Imaginez nos cellules comme une usine : les machines bruyantes fonctionnent à plein régime, des employés permettent à une mécanique bien huilée de fonctionner et, lorsque se présente un dysfonctionnement, des mécaniciens sont appelés pour la réparation… Comme dans tous milieux de travail qui se respectent, il y a un perturbateur. Vous savez, cette personne qui, lorsqu’elle est trop présente, créée des problèmes et dérègle cette fameuse mécanique bien huilée ?
Dans nos cellules, ces perturbateurs sont les ROS : les reactive oxygen species ou espèces activées de l’oxygène. Pour faire simple, il s’agit du produit d’une réaction, la réaction de Fenton, entre le fer et un composé chimique contenant de l’oxygène, le peroxyde d’hydrogène.
Ces espèces activées de l’oxygène peuvent interagir avec plusieurs composantes des cellules, dont l’ADN — et lui provoquer des dommages. Cependant, produire des ROS est un phénomène naturel et il est mis à profit par la cellule pour différentes fonctions. Par ailleurs, la cellule a aussi plusieurs moyens de se protéger contre ceux-ci. Habituellement, donc, les ROS sont maitrisés et ne posent pas de soucis.
Le CO2, un agent d’apaisement insoupçonné
C’est lorsque qu’elles sont produites en excès que les ROS sont problématiques. Le système de réparation de l’ADN est dépassé et ne réussit plus à prendre en charge toutes les restaurations nécessaires. Cela conduit à l’accumulation des dommages dans la cellule et contribue à l’apparition de maladies et au vieillissement de nos cellules. Ce phénomène d’excès de ROS s’appelle le « stress oxydant » et se produit quand l’organisme fait face à une inflammation ou une maladie.

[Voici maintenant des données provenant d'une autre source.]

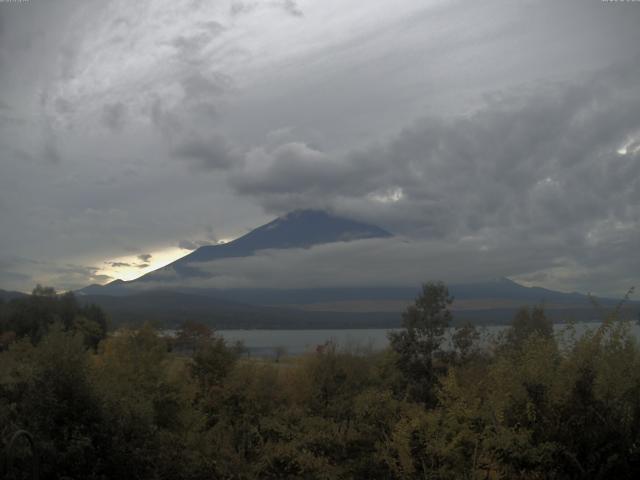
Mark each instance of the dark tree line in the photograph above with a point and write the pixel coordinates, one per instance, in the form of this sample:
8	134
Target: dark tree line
436	404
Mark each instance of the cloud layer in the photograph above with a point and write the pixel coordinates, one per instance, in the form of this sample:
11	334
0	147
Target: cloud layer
140	127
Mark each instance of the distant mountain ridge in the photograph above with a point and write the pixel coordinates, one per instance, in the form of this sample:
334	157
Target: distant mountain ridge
297	229
269	306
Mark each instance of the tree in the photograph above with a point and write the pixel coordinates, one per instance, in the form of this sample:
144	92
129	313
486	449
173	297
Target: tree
424	324
527	322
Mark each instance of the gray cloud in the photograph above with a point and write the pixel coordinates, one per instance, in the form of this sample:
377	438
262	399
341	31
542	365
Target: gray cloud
211	152
114	116
450	121
118	264
187	245
528	164
376	262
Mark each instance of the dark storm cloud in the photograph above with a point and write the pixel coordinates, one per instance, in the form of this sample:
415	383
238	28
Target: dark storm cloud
158	119
527	161
372	262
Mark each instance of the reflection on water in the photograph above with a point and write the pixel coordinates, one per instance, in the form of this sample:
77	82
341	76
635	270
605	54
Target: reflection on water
263	343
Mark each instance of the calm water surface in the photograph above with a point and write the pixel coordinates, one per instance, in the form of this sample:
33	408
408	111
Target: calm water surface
295	342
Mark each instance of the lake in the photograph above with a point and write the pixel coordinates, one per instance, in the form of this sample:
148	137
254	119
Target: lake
263	343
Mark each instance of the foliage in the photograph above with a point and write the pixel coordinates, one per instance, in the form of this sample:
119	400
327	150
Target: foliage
424	324
532	405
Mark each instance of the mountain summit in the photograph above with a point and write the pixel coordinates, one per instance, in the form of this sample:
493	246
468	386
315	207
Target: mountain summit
297	229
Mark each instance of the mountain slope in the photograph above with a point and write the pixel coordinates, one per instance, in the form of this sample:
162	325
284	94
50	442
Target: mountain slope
298	229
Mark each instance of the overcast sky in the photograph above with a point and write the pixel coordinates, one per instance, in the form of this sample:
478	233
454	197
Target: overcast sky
133	131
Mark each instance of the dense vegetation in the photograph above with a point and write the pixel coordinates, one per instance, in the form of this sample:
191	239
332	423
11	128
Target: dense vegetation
526	405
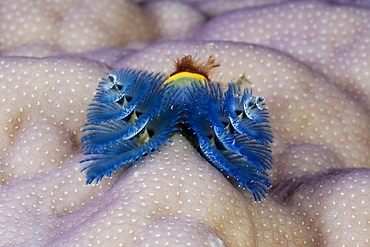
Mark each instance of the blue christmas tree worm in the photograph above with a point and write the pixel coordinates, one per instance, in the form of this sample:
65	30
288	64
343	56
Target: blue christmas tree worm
135	112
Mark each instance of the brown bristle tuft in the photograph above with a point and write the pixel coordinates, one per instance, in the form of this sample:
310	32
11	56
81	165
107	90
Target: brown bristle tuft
189	63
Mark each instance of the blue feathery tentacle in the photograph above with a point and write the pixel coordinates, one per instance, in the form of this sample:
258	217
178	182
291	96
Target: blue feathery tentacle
106	132
118	98
232	152
247	115
116	143
135	112
126	152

Une étude a été publiée ce 26 novembre 2024 dans le journal PNAS sur ce sujet. Numerama a pu consulter l’étude dans sa version prépubliée (avant qu’elle soit relue par un comité de scientifiques). Dans cette étude, la professeure Cynthia Burrows et son équipe de chimistes à l’université de l’Utah ont mis en avant que le dioxyde de carbone (CO₂) et sa forme hydratée, le bicarbonate, pourrait transformer la fameuse réaction de Fenton.

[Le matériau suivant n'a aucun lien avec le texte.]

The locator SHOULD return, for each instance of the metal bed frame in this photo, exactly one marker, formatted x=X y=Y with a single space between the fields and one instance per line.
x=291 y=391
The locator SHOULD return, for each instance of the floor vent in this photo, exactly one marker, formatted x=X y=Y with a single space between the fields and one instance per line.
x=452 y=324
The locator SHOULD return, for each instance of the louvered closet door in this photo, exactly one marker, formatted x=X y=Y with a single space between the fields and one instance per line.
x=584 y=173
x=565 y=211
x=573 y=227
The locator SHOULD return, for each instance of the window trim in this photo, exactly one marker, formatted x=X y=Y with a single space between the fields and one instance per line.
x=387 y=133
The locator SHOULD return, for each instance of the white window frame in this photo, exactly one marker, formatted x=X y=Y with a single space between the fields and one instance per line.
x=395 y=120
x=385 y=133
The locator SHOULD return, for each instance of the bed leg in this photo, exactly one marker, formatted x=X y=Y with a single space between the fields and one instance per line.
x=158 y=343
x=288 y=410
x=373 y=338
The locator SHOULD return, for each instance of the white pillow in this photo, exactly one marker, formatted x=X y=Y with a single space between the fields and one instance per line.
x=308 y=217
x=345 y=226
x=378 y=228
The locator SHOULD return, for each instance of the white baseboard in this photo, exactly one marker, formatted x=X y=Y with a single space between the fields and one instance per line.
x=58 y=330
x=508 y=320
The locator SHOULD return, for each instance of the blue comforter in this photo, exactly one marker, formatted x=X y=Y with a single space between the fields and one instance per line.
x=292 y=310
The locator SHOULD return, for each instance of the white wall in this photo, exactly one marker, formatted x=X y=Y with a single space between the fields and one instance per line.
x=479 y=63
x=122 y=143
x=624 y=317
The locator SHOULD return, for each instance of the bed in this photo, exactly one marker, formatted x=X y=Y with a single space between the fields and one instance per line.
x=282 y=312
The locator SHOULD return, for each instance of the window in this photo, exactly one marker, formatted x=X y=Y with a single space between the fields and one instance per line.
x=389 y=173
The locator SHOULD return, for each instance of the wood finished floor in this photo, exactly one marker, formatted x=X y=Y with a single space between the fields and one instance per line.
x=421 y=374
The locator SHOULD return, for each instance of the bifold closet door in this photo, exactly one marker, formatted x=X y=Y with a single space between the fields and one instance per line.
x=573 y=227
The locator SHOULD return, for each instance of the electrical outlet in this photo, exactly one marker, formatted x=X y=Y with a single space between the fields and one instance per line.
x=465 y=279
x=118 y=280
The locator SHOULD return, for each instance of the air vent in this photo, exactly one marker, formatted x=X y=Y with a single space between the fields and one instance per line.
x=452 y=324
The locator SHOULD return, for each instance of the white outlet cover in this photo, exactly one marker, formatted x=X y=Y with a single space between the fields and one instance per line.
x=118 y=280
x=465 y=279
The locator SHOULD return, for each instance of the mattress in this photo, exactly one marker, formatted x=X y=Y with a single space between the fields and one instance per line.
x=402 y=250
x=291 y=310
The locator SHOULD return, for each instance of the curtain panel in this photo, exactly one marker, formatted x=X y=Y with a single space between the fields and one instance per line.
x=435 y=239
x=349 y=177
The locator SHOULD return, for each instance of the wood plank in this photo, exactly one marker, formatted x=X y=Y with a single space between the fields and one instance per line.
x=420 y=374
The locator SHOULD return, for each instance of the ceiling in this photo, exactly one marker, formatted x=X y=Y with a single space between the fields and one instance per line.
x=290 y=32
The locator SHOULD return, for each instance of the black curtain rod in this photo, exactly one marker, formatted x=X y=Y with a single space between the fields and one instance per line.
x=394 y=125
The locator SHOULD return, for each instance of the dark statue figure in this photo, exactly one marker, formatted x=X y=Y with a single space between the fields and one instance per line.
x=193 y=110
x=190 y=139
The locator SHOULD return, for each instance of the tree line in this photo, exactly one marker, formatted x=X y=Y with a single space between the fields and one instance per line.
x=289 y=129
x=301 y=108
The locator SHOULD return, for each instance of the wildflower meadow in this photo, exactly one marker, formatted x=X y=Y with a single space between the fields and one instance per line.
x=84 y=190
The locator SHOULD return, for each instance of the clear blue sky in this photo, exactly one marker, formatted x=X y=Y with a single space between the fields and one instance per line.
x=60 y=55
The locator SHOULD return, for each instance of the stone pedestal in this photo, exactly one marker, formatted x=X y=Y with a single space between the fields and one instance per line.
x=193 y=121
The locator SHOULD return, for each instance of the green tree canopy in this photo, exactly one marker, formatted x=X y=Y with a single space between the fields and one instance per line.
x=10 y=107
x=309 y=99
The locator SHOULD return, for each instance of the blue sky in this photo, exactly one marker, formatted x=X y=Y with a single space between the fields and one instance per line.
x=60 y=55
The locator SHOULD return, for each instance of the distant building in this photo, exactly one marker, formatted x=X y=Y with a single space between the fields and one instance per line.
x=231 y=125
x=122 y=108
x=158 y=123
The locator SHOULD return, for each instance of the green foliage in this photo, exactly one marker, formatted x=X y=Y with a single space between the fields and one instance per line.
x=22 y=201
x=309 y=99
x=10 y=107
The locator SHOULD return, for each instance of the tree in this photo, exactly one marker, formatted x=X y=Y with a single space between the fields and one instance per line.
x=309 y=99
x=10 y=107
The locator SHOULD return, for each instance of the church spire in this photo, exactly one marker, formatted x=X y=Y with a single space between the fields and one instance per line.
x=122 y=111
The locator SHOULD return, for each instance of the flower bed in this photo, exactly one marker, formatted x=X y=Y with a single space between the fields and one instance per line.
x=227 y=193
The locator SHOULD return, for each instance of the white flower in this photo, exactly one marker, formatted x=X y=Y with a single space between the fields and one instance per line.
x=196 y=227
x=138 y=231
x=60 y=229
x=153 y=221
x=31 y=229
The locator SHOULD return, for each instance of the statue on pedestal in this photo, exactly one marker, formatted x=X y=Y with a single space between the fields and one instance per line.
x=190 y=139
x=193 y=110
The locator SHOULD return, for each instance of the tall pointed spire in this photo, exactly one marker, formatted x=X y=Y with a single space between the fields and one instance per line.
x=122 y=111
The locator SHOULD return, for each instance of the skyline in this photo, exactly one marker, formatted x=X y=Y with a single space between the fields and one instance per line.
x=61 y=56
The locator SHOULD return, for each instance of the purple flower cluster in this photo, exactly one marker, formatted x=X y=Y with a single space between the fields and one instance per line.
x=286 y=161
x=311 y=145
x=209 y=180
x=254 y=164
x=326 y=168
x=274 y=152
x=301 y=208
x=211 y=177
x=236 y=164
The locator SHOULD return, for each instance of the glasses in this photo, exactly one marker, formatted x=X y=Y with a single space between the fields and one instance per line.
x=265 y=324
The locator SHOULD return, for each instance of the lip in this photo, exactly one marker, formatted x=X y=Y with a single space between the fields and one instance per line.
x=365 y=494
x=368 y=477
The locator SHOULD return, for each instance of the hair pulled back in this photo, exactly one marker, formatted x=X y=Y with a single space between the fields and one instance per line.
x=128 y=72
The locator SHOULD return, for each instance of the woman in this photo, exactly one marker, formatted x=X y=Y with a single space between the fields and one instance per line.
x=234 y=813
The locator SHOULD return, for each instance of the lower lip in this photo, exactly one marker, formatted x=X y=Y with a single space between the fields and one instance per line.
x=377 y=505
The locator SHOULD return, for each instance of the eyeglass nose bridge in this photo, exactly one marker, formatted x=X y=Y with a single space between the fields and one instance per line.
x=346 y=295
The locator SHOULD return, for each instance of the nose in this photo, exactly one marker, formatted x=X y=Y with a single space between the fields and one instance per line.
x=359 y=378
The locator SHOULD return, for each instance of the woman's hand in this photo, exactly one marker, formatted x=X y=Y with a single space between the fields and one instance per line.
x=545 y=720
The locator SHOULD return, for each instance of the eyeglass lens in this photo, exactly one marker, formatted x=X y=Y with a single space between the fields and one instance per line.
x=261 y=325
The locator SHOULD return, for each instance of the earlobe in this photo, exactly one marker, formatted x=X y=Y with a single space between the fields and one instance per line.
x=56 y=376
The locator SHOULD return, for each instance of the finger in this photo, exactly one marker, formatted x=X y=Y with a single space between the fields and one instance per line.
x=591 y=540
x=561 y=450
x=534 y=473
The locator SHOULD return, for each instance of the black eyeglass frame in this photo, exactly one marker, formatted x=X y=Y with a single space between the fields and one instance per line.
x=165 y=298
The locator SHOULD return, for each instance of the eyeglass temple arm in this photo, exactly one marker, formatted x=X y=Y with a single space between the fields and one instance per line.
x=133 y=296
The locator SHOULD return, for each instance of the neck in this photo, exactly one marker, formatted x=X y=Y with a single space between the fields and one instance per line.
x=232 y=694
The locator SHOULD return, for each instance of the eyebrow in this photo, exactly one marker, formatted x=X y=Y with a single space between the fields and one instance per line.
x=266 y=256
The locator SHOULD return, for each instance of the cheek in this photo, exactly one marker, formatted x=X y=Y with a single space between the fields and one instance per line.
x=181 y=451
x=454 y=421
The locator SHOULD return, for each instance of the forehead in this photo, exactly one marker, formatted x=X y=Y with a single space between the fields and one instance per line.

« Il s’avère que le bicarbonate est un tampon majeur à l’intérieur de vos cellules. Le bicarbonate se lie au fer et modifie complètement la réaction de Fenton. On ne produit pas ces radicaux extrêmement réactifs que tout le monde étudie depuis des décennies », déclare Burrows dans un communiqué de l’Université de l’Utah. Le produit de cette réaction ne cible alors qu’une infime partie de l’ADN, un nucléotide appelé la guanine (G), et l’impact sur la cellule est donc beaucoup moins important. « C’est comme lancer une fléchette dans le mille, où G est le centre de la cible. »
Burrows déclare dans ce même communiqué que l’ajout du bicarbonate lors d’expériences concernant l’oxydation de l’ADN est important, pour assurer des résultats fiables : « Ces études suggèrent que pour obtenir une image précise des dommages à l’ADN qui se produisent lors de processus cellulaires normaux comme le métabolisme, les chercheurs doivent veiller à imiter les conditions appropriées de la cellule et à ajouter du bicarbonate, c’est-à-dire de la levure chimique ! »

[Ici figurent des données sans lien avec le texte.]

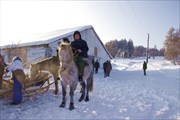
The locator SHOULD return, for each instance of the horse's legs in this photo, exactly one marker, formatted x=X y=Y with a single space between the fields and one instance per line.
x=71 y=106
x=63 y=103
x=83 y=86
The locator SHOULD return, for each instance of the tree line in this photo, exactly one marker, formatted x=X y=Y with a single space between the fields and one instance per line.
x=126 y=48
x=172 y=45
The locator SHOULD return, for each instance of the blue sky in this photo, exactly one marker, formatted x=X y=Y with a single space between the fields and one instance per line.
x=110 y=19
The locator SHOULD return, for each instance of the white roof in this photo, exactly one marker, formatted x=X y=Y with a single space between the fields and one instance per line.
x=46 y=38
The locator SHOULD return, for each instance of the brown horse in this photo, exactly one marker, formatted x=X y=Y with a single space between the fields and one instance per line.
x=2 y=67
x=49 y=64
x=69 y=75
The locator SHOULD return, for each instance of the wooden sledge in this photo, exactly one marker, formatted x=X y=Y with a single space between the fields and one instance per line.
x=40 y=84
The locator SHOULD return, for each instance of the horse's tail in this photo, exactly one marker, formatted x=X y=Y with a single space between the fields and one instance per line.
x=91 y=83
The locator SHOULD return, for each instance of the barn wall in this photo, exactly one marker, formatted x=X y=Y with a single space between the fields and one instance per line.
x=93 y=41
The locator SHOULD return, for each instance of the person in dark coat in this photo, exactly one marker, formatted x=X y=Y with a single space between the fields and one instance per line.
x=18 y=75
x=66 y=40
x=93 y=64
x=2 y=67
x=104 y=68
x=80 y=49
x=144 y=68
x=96 y=65
x=107 y=68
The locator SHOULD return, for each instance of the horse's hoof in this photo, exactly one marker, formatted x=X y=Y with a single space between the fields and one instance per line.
x=71 y=106
x=62 y=105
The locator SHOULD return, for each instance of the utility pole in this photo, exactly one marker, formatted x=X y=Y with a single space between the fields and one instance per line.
x=147 y=50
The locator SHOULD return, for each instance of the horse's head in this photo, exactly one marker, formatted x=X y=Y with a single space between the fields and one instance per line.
x=65 y=54
x=33 y=70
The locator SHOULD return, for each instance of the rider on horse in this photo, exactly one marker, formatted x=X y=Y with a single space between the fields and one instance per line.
x=80 y=46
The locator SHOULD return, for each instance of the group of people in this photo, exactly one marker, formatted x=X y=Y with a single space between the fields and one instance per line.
x=107 y=67
x=16 y=66
x=79 y=46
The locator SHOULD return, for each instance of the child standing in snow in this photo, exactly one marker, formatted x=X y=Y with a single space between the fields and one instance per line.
x=144 y=67
x=16 y=67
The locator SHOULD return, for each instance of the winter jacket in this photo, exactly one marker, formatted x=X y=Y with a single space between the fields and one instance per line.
x=16 y=67
x=144 y=65
x=96 y=64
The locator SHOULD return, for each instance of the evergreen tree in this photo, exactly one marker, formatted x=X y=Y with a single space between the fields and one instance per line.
x=172 y=44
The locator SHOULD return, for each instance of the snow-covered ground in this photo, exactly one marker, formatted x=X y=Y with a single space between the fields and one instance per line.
x=126 y=94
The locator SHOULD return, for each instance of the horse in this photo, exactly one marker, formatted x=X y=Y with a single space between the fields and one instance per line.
x=49 y=64
x=107 y=68
x=69 y=75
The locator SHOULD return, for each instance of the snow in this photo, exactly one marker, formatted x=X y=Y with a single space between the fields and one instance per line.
x=126 y=94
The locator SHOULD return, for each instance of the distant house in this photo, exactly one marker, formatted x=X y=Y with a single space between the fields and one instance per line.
x=45 y=45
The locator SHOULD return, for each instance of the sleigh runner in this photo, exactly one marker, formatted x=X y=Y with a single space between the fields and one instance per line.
x=40 y=84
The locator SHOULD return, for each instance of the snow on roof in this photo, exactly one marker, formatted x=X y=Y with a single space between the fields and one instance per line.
x=48 y=37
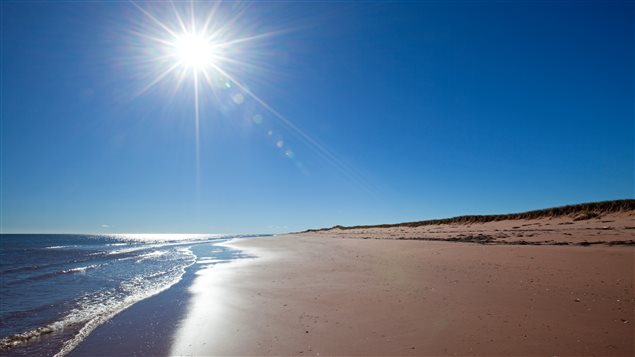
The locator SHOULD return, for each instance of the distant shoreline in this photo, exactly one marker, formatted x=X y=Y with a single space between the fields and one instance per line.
x=578 y=212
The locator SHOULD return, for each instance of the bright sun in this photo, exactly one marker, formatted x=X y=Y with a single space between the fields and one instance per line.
x=194 y=51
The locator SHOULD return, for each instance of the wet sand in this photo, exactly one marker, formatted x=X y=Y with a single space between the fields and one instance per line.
x=324 y=294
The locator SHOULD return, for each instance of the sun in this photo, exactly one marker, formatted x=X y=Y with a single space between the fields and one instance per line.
x=194 y=51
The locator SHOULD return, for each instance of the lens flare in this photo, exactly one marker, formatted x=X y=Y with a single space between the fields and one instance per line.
x=214 y=51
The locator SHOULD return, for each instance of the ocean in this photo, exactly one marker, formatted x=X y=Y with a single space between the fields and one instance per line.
x=56 y=289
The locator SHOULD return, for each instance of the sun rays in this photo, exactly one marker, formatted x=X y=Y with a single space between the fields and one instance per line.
x=203 y=46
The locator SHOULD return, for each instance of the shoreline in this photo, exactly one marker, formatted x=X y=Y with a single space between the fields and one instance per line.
x=314 y=294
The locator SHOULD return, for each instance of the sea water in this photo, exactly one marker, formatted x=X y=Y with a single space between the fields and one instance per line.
x=56 y=289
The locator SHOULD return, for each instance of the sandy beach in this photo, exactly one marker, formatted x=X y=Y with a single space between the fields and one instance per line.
x=328 y=294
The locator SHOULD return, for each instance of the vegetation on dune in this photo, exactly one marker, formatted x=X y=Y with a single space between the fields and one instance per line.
x=576 y=212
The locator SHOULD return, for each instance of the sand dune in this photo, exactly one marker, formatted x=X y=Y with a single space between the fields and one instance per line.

L’étude des lésions cellulaires remise en question
Ces résultats remettent en questions la manière dont les lésions cellulaires ont été étudiées jusqu’à présent, et pourrait changer notre compréhension du fonctionnement et de l’implication du stress oxydatif. En effet, jusqu’à maintenant, les cellules étaient cultivées dans des incubateurs à 37° C et avec 5 % de dioxyde de carbone. C’est un taux de CO₂ élevé qui correspond à l’environnement normal des cellules. Or, une fois retiré de l’incubateur, le CO₂ se perd, et donc ne peut plus agir comme protecteur. « C’est comme ouvrir une canette de bière. Vous libérez du CO₂ lorsque vous sortez vos cellules de l’incubateur. »
Burrows voudrait étendre les implications de ces résultats à d’autres domaines. Elle cherche, par exemple, à obtenir des financements de la Nasa pour étudier l’effet du CO2 sur le corps humain dans un espace restreint, comme un vaisseau spatial.